Sort of. I have always had a good relationship with my mum and have always been able to talk to her about stuff but it was the years from 14-18 that were difficult because I started doing things or feeling things I didn't necessarily want to share with her because she was too close.

We clashed from about 14 onwards because my friends were beginning to be allowed more freedom and I wasn't, or wasn't allowed as much. My sister (3 years younger) was still wanting to play childish games with me and more often I just wanted to be alone/be with my friends/write really bad goth poetry and listen to music There were also all the mood swings which didn't help with the above, and school work steps up a bit in the GCSE years with coursework etc so I felt a lot of pressure there because I was never very good at organising myself.

There are also a lot of big issues it is common to encounter for the first time as a teenager, if not personally then definitely through friends - boyfriend/girlfriend issues, pregnancy scares, alcohol, drugs, sexuality, death. There were things I would be told and sworn to secrecy on which I didn't feel I could tell my mum about because she knew my friends, but would really want to tell her. I did tell her some things in the end and it was fine.

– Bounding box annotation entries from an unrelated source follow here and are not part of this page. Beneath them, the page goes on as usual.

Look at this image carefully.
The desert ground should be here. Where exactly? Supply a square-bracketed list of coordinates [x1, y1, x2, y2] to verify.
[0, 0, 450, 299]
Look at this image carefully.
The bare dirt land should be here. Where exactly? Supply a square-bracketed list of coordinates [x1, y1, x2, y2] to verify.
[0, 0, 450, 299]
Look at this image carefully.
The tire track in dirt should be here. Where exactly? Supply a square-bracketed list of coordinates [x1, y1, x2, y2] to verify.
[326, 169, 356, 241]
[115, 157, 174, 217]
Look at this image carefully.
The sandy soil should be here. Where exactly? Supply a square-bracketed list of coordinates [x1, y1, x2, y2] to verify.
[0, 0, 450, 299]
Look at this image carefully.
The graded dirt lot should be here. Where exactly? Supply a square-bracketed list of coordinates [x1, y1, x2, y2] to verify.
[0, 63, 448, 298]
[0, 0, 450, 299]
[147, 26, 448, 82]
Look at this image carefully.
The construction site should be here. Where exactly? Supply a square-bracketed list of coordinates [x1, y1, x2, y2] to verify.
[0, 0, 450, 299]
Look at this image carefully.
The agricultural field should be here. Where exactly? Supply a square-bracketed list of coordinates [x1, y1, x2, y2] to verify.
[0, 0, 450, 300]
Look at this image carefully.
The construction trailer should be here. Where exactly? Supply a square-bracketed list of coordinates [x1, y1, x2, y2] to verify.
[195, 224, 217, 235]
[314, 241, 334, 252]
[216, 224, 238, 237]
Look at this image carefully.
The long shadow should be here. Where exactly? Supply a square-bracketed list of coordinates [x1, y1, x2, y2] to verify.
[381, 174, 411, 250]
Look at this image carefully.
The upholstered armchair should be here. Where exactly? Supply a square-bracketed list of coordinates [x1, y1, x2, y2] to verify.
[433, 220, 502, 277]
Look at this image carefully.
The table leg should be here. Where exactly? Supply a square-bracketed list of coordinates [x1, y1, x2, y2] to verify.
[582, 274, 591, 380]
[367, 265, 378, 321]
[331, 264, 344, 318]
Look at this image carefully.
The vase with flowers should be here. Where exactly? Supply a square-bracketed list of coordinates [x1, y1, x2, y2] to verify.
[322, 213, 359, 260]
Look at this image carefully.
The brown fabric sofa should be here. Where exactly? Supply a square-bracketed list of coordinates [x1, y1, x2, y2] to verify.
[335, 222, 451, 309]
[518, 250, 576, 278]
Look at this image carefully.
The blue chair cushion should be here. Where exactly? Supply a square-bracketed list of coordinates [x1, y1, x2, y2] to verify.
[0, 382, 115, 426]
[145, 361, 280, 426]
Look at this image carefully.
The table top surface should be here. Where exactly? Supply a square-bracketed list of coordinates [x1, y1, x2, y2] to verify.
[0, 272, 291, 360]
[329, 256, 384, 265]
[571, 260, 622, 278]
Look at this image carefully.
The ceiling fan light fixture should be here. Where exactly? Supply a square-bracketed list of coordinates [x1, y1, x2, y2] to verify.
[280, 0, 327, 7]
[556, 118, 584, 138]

I do remember I was very angry at times and I think it must have been hormonal or frustration because I'm not an angry person at all and never have been (apart from my teenage years!) - I did probably say some horrible stuff, I remember one time I made my mum cry And that made me stop and think and I ended up crying too because I didn't realise I had been upsetting her so much and I hadn't meant to. I think it got a little bit better after that but really our relationship improved the most when I left home and we had some space from each other. I do consider her a friend now and we can chat about anything, I see her about once or twice a week, we could chat every day on the phone and it would be fine but I do think the teenage years are about breaking away and growing up and needing that space.